The world is filled with interesting parasites. Did any in particular form part of your research or inspiration for “Catastrophe (Or Larva)”?
There isn’t a specific parasite, but perhaps, somewhere in the back of my head, I was thinking of the parasitic wasps which lays eggs inside the bodies of mice.
When I started writing this story I had no clear image of the larva. I still can’t visualise it – except for specific parts (particularly its teeth, belly and legs) which become visible at particular moments. I was mostly interested in finding ways to describe it that were both cute and repulsive. I invented various physical characteristics as I needed them to appear in the story. That’s partly because it’s more fun to write that way, and it also meant the characters who care for the larva never really “see” it. I pictured the larva weaving a cocoon of cute fantasies around itself, through which it is occasionally visible.

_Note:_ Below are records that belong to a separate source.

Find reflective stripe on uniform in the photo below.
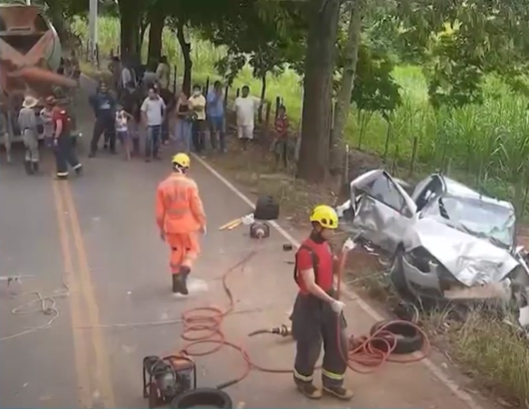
[294,368,312,382]
[321,368,345,381]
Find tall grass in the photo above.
[73,17,529,207]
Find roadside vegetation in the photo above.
[66,0,529,408]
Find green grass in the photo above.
[73,17,529,212]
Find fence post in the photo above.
[95,43,101,70]
[408,136,418,178]
[224,85,230,108]
[173,64,178,95]
[264,102,272,139]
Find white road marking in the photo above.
[82,74,484,409]
[192,154,484,409]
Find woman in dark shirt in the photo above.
[174,92,191,153]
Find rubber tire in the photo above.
[369,321,424,355]
[171,388,233,409]
[253,195,279,220]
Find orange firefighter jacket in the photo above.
[156,173,206,234]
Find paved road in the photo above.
[0,80,490,409]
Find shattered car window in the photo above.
[422,196,515,248]
[362,175,406,213]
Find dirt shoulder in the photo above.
[207,120,529,408]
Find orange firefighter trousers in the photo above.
[156,173,206,274]
[165,233,200,274]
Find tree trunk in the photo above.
[297,0,340,182]
[176,21,193,96]
[119,0,141,59]
[147,7,165,62]
[257,73,266,124]
[331,0,362,171]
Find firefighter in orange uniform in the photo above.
[156,153,206,295]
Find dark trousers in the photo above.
[208,116,226,152]
[53,136,82,178]
[90,115,116,154]
[145,125,162,158]
[292,294,348,387]
[162,116,169,143]
[191,120,206,153]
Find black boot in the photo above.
[323,386,354,401]
[173,274,182,294]
[178,266,191,295]
[24,160,33,175]
[294,377,322,400]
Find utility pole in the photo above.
[88,0,98,61]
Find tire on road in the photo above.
[171,388,233,409]
[369,321,424,355]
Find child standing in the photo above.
[272,105,289,170]
[116,107,132,160]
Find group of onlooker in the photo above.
[90,56,289,166]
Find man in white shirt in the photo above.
[141,87,165,162]
[188,84,206,153]
[156,55,170,89]
[235,85,260,150]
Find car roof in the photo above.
[432,173,514,210]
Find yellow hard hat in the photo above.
[172,153,191,168]
[310,205,338,229]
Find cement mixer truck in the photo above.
[0,3,78,149]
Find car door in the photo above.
[350,169,417,253]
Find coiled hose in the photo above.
[173,245,430,389]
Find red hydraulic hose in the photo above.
[171,244,430,389]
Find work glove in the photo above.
[342,237,356,252]
[331,300,345,314]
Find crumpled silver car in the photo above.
[337,169,529,326]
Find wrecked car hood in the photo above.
[404,218,519,287]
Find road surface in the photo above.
[0,79,490,409]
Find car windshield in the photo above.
[422,196,515,248]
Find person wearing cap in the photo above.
[156,153,206,295]
[39,97,55,148]
[46,97,83,180]
[18,95,39,175]
[88,82,117,158]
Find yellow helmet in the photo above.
[310,205,338,229]
[172,153,191,168]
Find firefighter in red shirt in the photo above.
[291,205,353,400]
[46,96,83,179]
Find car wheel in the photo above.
[369,321,424,355]
[171,388,233,409]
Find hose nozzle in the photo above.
[271,324,292,337]
[248,324,292,337]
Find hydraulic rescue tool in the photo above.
[143,353,197,409]
[250,221,270,240]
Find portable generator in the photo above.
[143,354,197,409]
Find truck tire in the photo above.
[171,388,233,409]
[369,321,424,355]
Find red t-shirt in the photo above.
[296,239,333,294]
[52,108,70,136]
[274,115,289,138]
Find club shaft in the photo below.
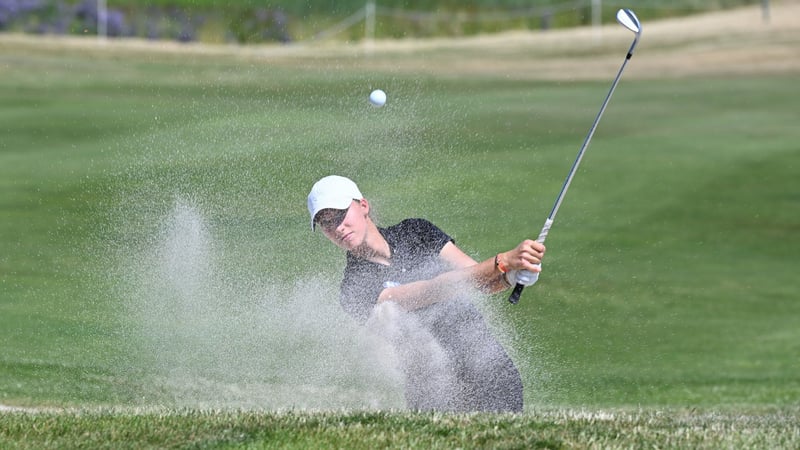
[508,35,639,303]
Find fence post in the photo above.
[97,0,108,41]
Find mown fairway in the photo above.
[0,2,800,448]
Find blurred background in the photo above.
[0,0,769,43]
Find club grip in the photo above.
[508,283,525,305]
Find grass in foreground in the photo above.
[0,410,800,449]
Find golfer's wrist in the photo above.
[494,253,508,275]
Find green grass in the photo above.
[0,410,800,449]
[0,34,800,448]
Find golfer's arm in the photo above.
[378,243,508,310]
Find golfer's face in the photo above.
[317,201,367,250]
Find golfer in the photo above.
[308,175,545,412]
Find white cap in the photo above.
[308,175,364,231]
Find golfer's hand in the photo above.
[500,239,545,273]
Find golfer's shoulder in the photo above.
[389,218,441,234]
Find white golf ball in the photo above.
[369,89,386,106]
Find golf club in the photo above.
[508,9,642,303]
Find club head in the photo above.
[617,9,642,37]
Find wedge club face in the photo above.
[617,9,642,34]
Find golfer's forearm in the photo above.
[378,259,508,310]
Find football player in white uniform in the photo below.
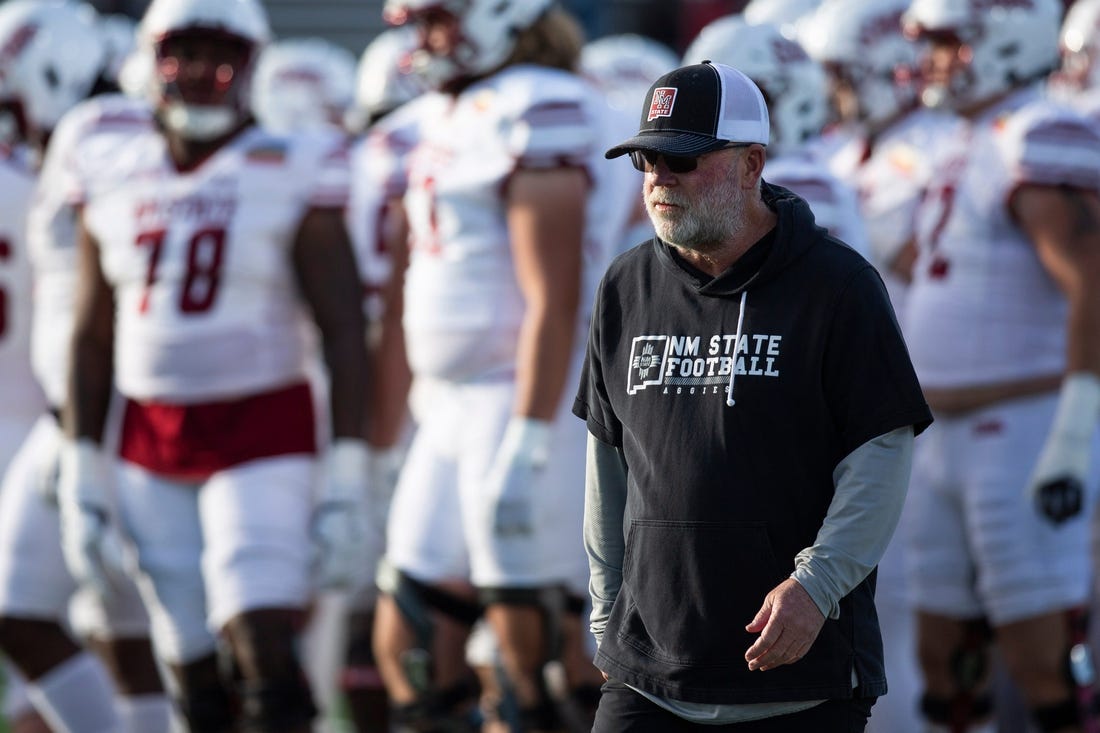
[902,0,1100,732]
[58,0,366,733]
[800,0,954,733]
[375,0,624,732]
[341,28,427,733]
[0,0,169,733]
[581,33,680,258]
[683,15,868,256]
[800,0,955,310]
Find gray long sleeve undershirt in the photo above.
[584,426,913,723]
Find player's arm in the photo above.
[1010,185,1100,523]
[584,433,627,643]
[366,193,413,449]
[293,202,366,440]
[507,167,589,420]
[63,211,114,444]
[1012,185,1100,375]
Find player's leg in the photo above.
[462,374,602,731]
[0,416,127,730]
[199,456,317,733]
[902,416,993,733]
[0,663,50,733]
[340,434,411,733]
[340,601,389,733]
[373,394,480,731]
[967,395,1100,733]
[118,464,237,733]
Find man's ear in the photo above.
[741,144,768,188]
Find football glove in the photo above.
[486,416,550,539]
[310,438,370,589]
[57,440,125,598]
[1027,372,1100,524]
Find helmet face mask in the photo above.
[0,0,107,144]
[683,15,828,156]
[799,0,917,128]
[383,0,551,87]
[350,26,428,129]
[902,0,1062,112]
[139,0,271,141]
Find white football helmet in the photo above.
[741,0,821,40]
[382,0,553,86]
[252,39,355,133]
[136,0,271,140]
[683,15,828,155]
[99,13,138,84]
[902,0,1063,109]
[799,0,916,127]
[1059,0,1100,89]
[0,0,107,140]
[581,33,680,113]
[355,26,428,128]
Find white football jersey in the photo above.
[77,122,348,404]
[0,145,45,420]
[763,147,868,258]
[404,66,628,381]
[347,99,422,320]
[829,108,958,266]
[905,88,1100,387]
[28,95,153,407]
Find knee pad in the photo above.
[238,677,317,733]
[477,586,569,661]
[176,685,237,733]
[1051,608,1100,731]
[378,562,482,649]
[392,682,483,733]
[950,619,993,694]
[921,692,993,732]
[340,613,384,692]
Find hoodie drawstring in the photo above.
[726,291,749,407]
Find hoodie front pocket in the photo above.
[618,519,790,667]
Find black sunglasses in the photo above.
[630,143,752,173]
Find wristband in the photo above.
[1051,372,1100,438]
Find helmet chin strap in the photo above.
[163,101,240,142]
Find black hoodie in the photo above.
[573,184,932,704]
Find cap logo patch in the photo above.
[646,87,677,122]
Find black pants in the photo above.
[592,681,877,733]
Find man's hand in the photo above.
[486,417,550,539]
[1026,372,1100,524]
[745,578,825,671]
[57,440,125,598]
[310,438,374,589]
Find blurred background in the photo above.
[77,0,747,55]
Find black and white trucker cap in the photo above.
[604,61,771,157]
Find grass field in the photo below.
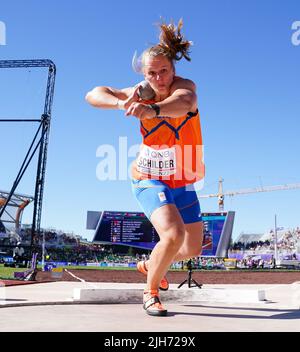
[0,264,300,280]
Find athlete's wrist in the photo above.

Sound seems to be important to your story. There are howls, clacks, clicks and murmurs. It would be an interesting piece to hear read aloud – but do you have an idea in your own head of how the name of the larva might sound?

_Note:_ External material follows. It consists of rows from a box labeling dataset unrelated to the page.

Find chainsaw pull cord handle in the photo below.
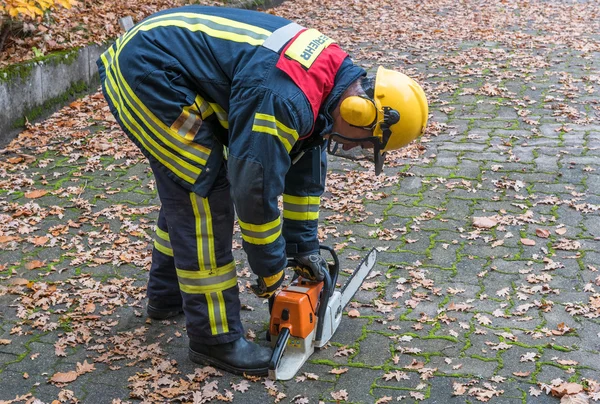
[269,327,290,379]
[319,245,340,295]
[315,272,335,341]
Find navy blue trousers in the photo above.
[148,163,244,345]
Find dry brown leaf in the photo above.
[25,260,46,270]
[77,360,96,375]
[50,370,79,383]
[556,359,579,366]
[551,382,583,397]
[331,390,348,401]
[513,372,531,377]
[535,229,550,238]
[31,236,50,246]
[8,278,29,286]
[473,216,498,229]
[521,238,535,247]
[0,236,21,243]
[83,302,96,314]
[25,189,48,199]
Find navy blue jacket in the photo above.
[98,6,365,276]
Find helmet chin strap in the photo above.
[327,132,386,175]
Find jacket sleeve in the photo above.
[227,91,310,277]
[283,146,327,257]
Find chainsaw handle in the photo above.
[269,327,290,374]
[319,245,340,295]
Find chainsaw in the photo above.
[268,246,377,380]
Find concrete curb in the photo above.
[0,45,107,145]
[0,0,284,147]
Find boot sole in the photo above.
[189,348,269,376]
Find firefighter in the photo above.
[97,6,428,375]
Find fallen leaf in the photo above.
[551,382,583,397]
[513,372,531,377]
[25,260,46,270]
[31,236,50,246]
[331,390,348,401]
[231,380,250,393]
[473,217,498,229]
[50,370,79,383]
[25,189,48,199]
[77,360,96,375]
[535,229,550,238]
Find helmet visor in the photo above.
[327,133,386,175]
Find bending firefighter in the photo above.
[98,6,428,375]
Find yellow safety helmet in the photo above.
[340,66,429,175]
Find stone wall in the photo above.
[0,45,107,145]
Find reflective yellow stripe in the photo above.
[238,217,281,245]
[206,293,219,335]
[154,226,173,257]
[154,240,173,257]
[101,48,202,184]
[155,226,171,243]
[252,113,298,153]
[216,292,229,333]
[111,55,210,166]
[177,261,237,294]
[209,102,229,129]
[190,192,217,270]
[283,194,321,220]
[263,271,285,291]
[132,12,271,46]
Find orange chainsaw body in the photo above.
[269,278,323,338]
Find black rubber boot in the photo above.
[189,337,272,376]
[146,300,183,320]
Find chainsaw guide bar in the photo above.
[269,246,377,380]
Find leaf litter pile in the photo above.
[0,0,600,404]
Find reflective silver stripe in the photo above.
[252,118,297,146]
[263,22,304,53]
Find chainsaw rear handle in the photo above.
[269,245,340,342]
[286,245,340,295]
[269,327,290,375]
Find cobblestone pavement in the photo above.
[0,1,600,403]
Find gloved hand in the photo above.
[292,253,329,282]
[251,270,285,299]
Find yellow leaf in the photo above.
[25,189,48,199]
[25,260,46,270]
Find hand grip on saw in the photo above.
[286,245,340,294]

Exoskeletal mouthparts are necessary for some of the larva’s clacking sounds. As it sounds in my head, you could approximate the larva by smacking your teeth and snapping your fingers at the same time. The trilling sounds are a bit like a parrot.
The name of the larva (in my head) does not have a particular sound. (If anything, I think of it as an anti-sound, a kind of inverted language or a vanishing point. But this isn’t really in the story, it’s something in the back of my head.)
Some characters in your story are disgusted by the larva, while some are loving and affectionate towards it. Did you aim to make the reader feel a certain way about the larva? What are your personal feelings towards creepy crawlies?
I was hoping to produce a kind of sensory oscillation – flipping between fear or disgust on the one hand, and caring instincts on the other. That’s actually quite similar to how I feel about insects in general…
“Catastrophe (Or Larva)” could be classified as a horror story. How do you generally categorise your work? Does genre matter?
Genre doesn’t matter hugely to me – I’m more drawn to an author’s style rather than the genre or category they’re fitted into. When I’m reading I don’t immediately differentiate between realism and fantasy or horror. That said, a lot of the time I am drawn to monsters and monstrous or transformed things. My earliest interest in weird creatures probably goes back to the stop-motion animation in Jason And The Argonauts (harpies are imprinted on my earliest memories). I love the strange creatures and the skewed logic of many Studio Ghibli films (particularly Porco Rosso). I also love Tove Jansson’s Comet Over Moominland (which is in some ways an apocalyptic story full of imaginary creatures). The Melancholy Of Resistance by Laszlo Krasznahorkai is maddening and apocalyptic, and includes a gigantic taxidermied whale and a strange, stunted character known as “The Prince”. I’m currently reading the collected stories of Leonora Carrington, which are brilliant and funny and weird and horrifying… But I’ll stop here, to avoid turning this into a list of books I like at the moment…
Ed Cottrell lives in London. He was a winner of the 2014-15 Ideas Tap “Inspires” national story competition, and in 2015 spent two months as a resident writer at Toji Cultural Foundation in South Korea, where he worked on a novel manuscript.